I am a co-investigator for the camera that will be on the Mars Orbiter mission in 1998 (MARCI), and loosely affiliated with the Thermal Emission Spectrometer (TES) on Mars Global Surveyor. As a "friend of TES" I started out being a post-doc to one of the TES investigators, meaning they paid some of my salary. Now I pay my own salary through other research grants, but continue my support of TES as much as I can because it relates to other research I'm involved in.
One thing I like about this job is that as I walk around on our planet, I can think about how the things I see relate to what has happened or is happening on a planet like Mars. For example, when I lived in Boulder, Colorado, the creek would freeze over every year. But it wasn't smooth, it was rough and jumbled and chaotic with big blocks of ice and sometimes still some water underneath. I think about if that had happened on Mars, which is much colder than Earth, in the past, when we supposed there was more water there.
How I Got Here
I did not know that I was going to be a planetary scientist until halfway through graduate school. As a kid I was pretty good at math and science, but also liked to run around and play softball. I grew up in Colorado, first in Littleton (near Denver) then in Douglas County, which in the late '70s was still mostly ranch land. I had a great physics teacher in high school but also was very active in drama classes and school plays. When I got to college at the University of Denver, I didn't know whether I should major in physics or theater, but in the end I figured I'd get a better job as a physics major. I ended up with a minor in geology because I thought field trips were loads of fun. I still remember the first fossil I found: I was in sixth grade when we went on a class trip to a place that had lots of shale (clay that has been compressed into rock) and I came home with a shark tooth! I still have that tooth, and later found out the shark's name, tychodys, a creature that ate shells millions of years ago.
In addition to enjoying being outside whenever possible, I also really liked my physics lab classes. After I earned my Bachelor's degree I needed some time off so I went to work for Ball Aerospace. There I did lab tests on silicon chips (called CCDs) that take pictures from space, characterizing how well they measured light in different colors. After working for two years I was ready to go back to school and the Univ. of Colorado was right there in Boulder so I started taking physics classes. After a year I knew physics was not for me and switched to geophysics. Eventually, I started research in remote sensing, looking at other planets from far away. I've been doing that for 10 years, gradually refining my "specialty" and getting a Ph.D. in 1991. I had a research fellowship and spent a year in northern Germany, which was too rainy and flat. I jumped at the chance to come back to the western United States and have been in Flagstaff for four years.
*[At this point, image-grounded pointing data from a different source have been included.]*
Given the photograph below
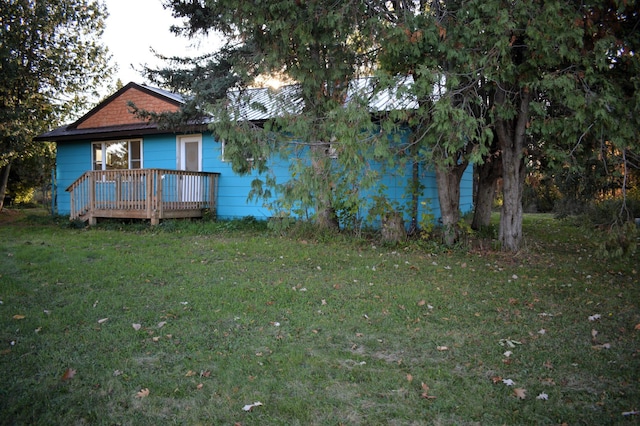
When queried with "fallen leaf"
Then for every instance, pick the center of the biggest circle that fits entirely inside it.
(143, 393)
(250, 407)
(68, 374)
(425, 392)
(603, 346)
(520, 393)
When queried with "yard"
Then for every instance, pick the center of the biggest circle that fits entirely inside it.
(193, 323)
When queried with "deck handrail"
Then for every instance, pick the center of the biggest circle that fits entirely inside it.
(148, 193)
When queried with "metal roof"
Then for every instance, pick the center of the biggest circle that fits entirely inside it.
(256, 104)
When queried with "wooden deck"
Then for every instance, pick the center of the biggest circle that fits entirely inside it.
(152, 194)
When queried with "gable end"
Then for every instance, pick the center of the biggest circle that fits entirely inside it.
(115, 111)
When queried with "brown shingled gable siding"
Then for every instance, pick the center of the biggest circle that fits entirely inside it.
(117, 111)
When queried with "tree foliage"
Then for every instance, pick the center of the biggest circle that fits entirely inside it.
(519, 83)
(50, 62)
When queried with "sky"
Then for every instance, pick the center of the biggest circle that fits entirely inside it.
(134, 27)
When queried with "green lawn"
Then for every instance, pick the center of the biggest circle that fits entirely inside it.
(189, 322)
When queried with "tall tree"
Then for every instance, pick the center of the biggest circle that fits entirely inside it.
(321, 47)
(50, 62)
(502, 60)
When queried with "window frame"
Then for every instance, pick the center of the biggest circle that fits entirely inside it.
(103, 147)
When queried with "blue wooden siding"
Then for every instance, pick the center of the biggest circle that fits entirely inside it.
(160, 151)
(72, 160)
The Rest of Life and Fun Stuff
When I'm not working I like to hike and backpack. Flagstaff is nice because it sits at 7000 feet in elevation and it snows so I can ski and snowboard. I just bought new downhill skis so I will probably do more of that then boarding this year. I also like cross-country skiing because it is quiet and kind of like walking in the woods, except it's winter. I read all kinds of books and listen to jazz, blues and rock. I didn't have a TV for many years, but now have an old one and watch only one show a week, "X-Files." (This from somebody who watched game shows, "Gilligan's Island" and "Star Trek" all through junior high and high school).
I'm not married but was once, many years ago. Currently I live with my boyfriend, his mutt dog Albert Einstein, and my wild orange cat Rhubarb who I took home from the field by where I work. I have a 22-year-old British sports car that lets me work with my hands and substitutes for "tinkering" in a lab at work. I also sew clothes and love cooking. The picture above still looks mostly like me; though I cut my hair short last summer. It's much easier to camp out and backpack for five days if you don't have to worry about your hair. I gave up wearing contacts for the same reason: glasses are just so much easier, and since I always seem busy they are less complicated too.